Mas a força da invasão islâmica não repousa só na fraqueza do adversário. Há um poder efetivo, “positivo” por assim dizer, intrínseco à mensagem islâmica, que a torna especialmente capacitada a apropriar-se de um corpo civilizacional debilitado pelo niilismo. É que o próprio Islam tem um fundo “niilista”. Mohammed destruindo os ídolos da Kaaba é o advento de um monoteísmo abstrato que varre do planeta os símbolos visíveis do divino e os substitui pelo culto disciplinar do absolutamente invisível. A proibição radical das imagens equivale a uma política de terra-arrasada espiritual onde só o que sobra para atestar a presença divina é o apelo auditivo de um substantivo abstrato (Allah não significa propriamente “Deus”, nome próprio, mas “a divindade”). Nas mesquitas, o equivalente ao altar é o mihrab, um espaço vazio cavado na parede, designando a divindade eternamente ausente e inalcançável. No Islam não existe nem o povo eleito, atestando através da história a continuidade da profecia, o diálogo permanente entre o homem e Deus, nem a Encarnação pela qual o divino habita entre nós como nosso igual e nosso irmão. O ciclo da profecia está encerrado: Deus falou pela última vez a Mohammed e não falará mais até o fim dos tempos. O silêncio só é rompido pelo chamamento dos muezzins no alto das mesquitas, convocando a humanidade a prosternar-se ante o eterno Ausente que, ante a nulidade da Terra, se torna o único Presente. E Deus, segundo o Islam, jamais esteve entre nós: foi apenas uma aparência, ou melhor, uma aparição. Nobre e espiritual o quanto se queira, mas aparição. Lâ-llláha-íla-Allah, “não há deus exceto Deus” – tudo o mais é, a rigor, inexistente. Só existe Deus, inapreensível e incorpóreo – e, do outro lado, o Nada. Num mundo esvaziado pelo niilismo, o Islam se torna a única religião viável.
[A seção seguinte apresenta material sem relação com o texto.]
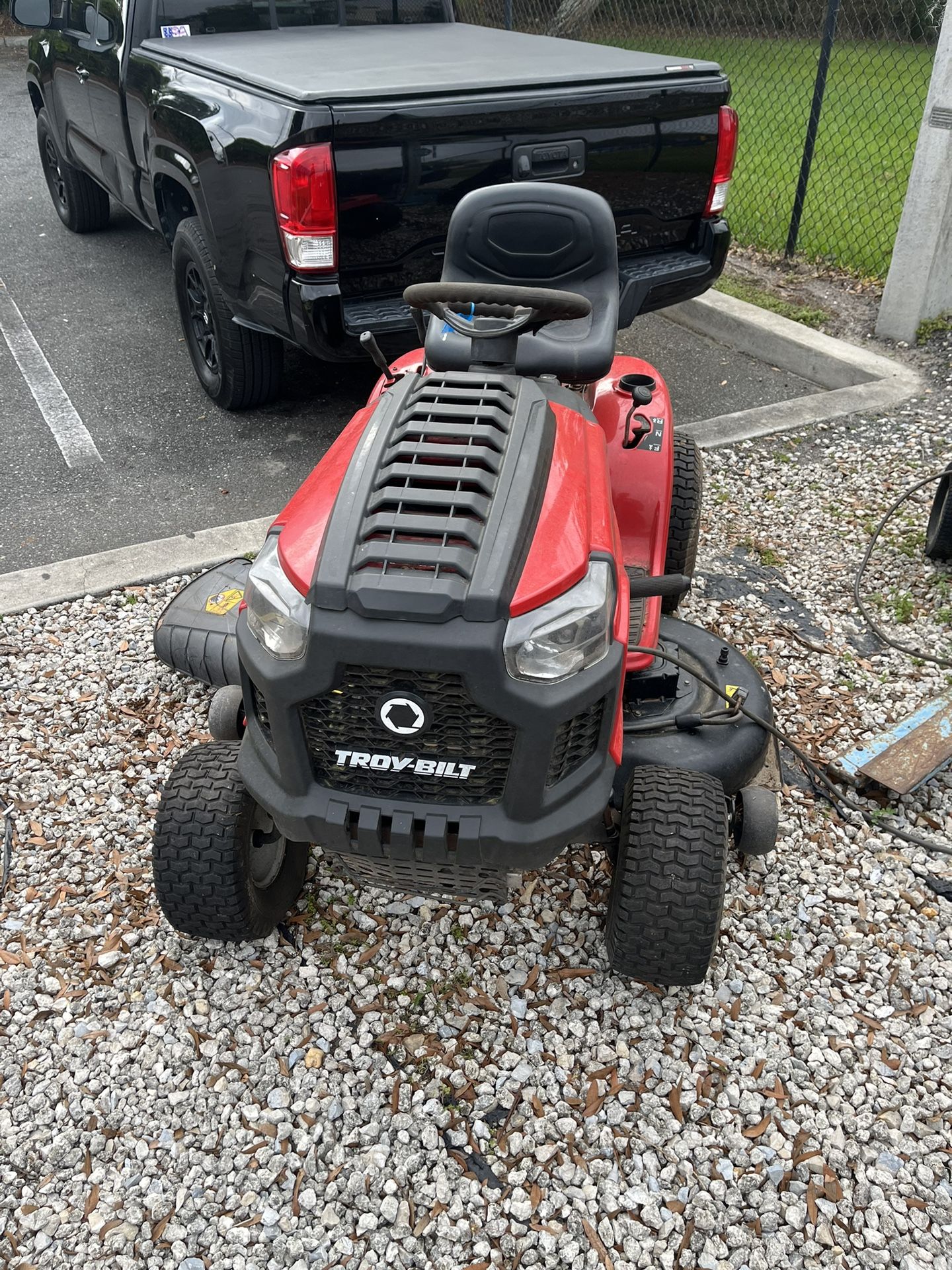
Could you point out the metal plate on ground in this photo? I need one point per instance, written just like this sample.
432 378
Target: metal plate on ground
908 753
Continua portanto válida — não obstante erros de detalhe, concernentes por exemplo à China –, a análise feita em 1924 por René Guénon (ele próprio um mussulmano) em Orient et Occident, segundo a qual o Ocidente só teria, daquele momento em diante, três caminhos a escolher: a reconquista da tradição cristã; a queda na barbárie e em conflitos étnicos sem fim; e a islamização geral. Os que pretendem defender o Ocidente na base do laicismo ou do ateísmo só concorrem para fortalecer a segunda alternativa, ante a qual a terceira pode surgir, mais dia menos dia, até como alternativa humanitária. A “civilização laica” não é uma promessa de vida: ela é a agonia de uma humanidade declinante que, um minuto antes da morte, terminará pedindo socorro ao Islam.

P. S. – Recuso-me terminantemente a escrever “Islã”, com til, uma aberração ortográfica inaceitável.